NEWS > MAY 2013
Approximately 40 pieces, all of them oil on canvas, will be on display.
Exhibition "Claudio Bravo: 1974-2011" on Marlborough Gallery NY
 

Three Aluminum Foils, oil on canvas, 2010

The Directors of Marlborough Gallery announce an exhibition of paintings by the preeminent realist painter, Claudio Bravo. This will be the artist’s first show since his untimely demise in 2011 and will consist of approximately 40 oils on canvas which were executed during the time he was represented by Marlborough.

Bravo’s command and understanding of the effects of light were the hallmark of his career of more than fifty years. He proved that he could paint any subject he chose, and his oeuvre was marked by consummate treatments of the human figure, both nude and clothed, still lifes, portraits, interiors, religious and mythological subjects, drapery and colored papers as subjects in themselves, and to a lesser extent landscapes and cityscapes. Perhaps his most famous subject was the paintings of “packages” which take on a surreal, other-worldly quality and whose essence could be said to transcend their physicality into a mystic aura of religious contemplation.

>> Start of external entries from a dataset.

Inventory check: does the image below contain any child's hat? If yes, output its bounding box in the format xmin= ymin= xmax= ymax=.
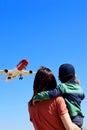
xmin=59 ymin=64 xmax=75 ymax=82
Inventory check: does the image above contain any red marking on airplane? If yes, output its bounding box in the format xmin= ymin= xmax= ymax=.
xmin=16 ymin=59 xmax=28 ymax=71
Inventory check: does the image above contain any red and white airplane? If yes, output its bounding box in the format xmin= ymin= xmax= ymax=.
xmin=0 ymin=59 xmax=36 ymax=81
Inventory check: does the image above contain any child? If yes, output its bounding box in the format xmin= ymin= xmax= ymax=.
xmin=33 ymin=64 xmax=84 ymax=127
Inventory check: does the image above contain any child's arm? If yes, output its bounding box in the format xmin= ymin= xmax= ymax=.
xmin=33 ymin=88 xmax=61 ymax=101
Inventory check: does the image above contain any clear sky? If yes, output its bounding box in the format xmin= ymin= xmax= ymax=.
xmin=0 ymin=0 xmax=87 ymax=130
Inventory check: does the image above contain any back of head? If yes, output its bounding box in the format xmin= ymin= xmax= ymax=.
xmin=33 ymin=66 xmax=57 ymax=96
xmin=59 ymin=64 xmax=75 ymax=83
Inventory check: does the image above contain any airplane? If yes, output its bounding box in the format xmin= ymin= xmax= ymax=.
xmin=0 ymin=59 xmax=36 ymax=81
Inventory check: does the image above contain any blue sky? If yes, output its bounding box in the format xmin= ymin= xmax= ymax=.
xmin=0 ymin=0 xmax=87 ymax=130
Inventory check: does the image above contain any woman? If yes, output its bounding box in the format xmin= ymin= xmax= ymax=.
xmin=28 ymin=67 xmax=81 ymax=130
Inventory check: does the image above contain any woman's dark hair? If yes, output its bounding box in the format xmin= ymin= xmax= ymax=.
xmin=33 ymin=66 xmax=57 ymax=96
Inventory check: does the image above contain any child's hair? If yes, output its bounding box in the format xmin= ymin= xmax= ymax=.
xmin=59 ymin=64 xmax=75 ymax=83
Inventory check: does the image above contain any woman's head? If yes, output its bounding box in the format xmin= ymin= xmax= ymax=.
xmin=33 ymin=66 xmax=57 ymax=95
xmin=59 ymin=64 xmax=76 ymax=83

The show will feature four large triptychs as well as two paintings of this quintessential, unique subject. While the show will also offer the chance to see several superb examples of the artist’s most minimal subject: the ineffably beautiful paintings of colored papers, the exhibition’s greater body of work will be devoted to still lifes and will show Bravo’s highly finished technique in the treatment of this timeless theme. His mastery of this subject will be seen in all manner of forms and materials such as in ceramic pottery, lamb skins, aluminum foil, straw baskets, clay amphoras, stones, machinery, cloth, plants, flowers, water, among others. One could say that the physical surface that Bravo could not conquer did not exist. In all his work “he consistently pushes boundaries, periodically referencing elements from Surrealism, abstraction, minimalism, Pop art, and even photorealism, though he works from life, not photographs.” The high achievement of his paintings lies in the nature of their seeming simplicity, a simplicity which belies their complexity and which arrives at clarifying painting’s formal values of line, form, and color. They are classic and modern, detailed and reductive, imaginative and inventive.


Blue Marjana, 2008

The late Gerrit Henry described Bravo’s work in Art in America as “astonishing and riveting” and said his “paintings are praiseworthy in their fidelity to both the homely and the rare and for their rapt declamation of technical values that somehow bespeak the spiritual.” In Bravo’s show of drapery paintings at Marlborough, Ken Johnson in The New York Times spoke of their “transcendental grace” and called his work “a tantalizing mix of the spiritual and the sensual.” One could surmise that it was Bravo’s uncanny control of space and light that was central to his work and that gave his paintings their “evocative calmness” and their “hallucinatory reality of a dream.” In this connection Bravo said, “The objects I paint transcend and magnify reality. I use light somewhat in the way Francisco de Zurbarán did. He was one of the few painters that gave true transcendent meanings to objects. This treatment of light makes them appear more as they are. Their essence is greater.” In his book Claudio Bravo (Rizzoli, 1985) the author and teacher Edward J. Sullivan wrote, “Bravo’s art in many instances seems to straddle two worlds, that in which we exist and another slightly beyond our comprehension: Bravo has taken the real to another plane of perception.”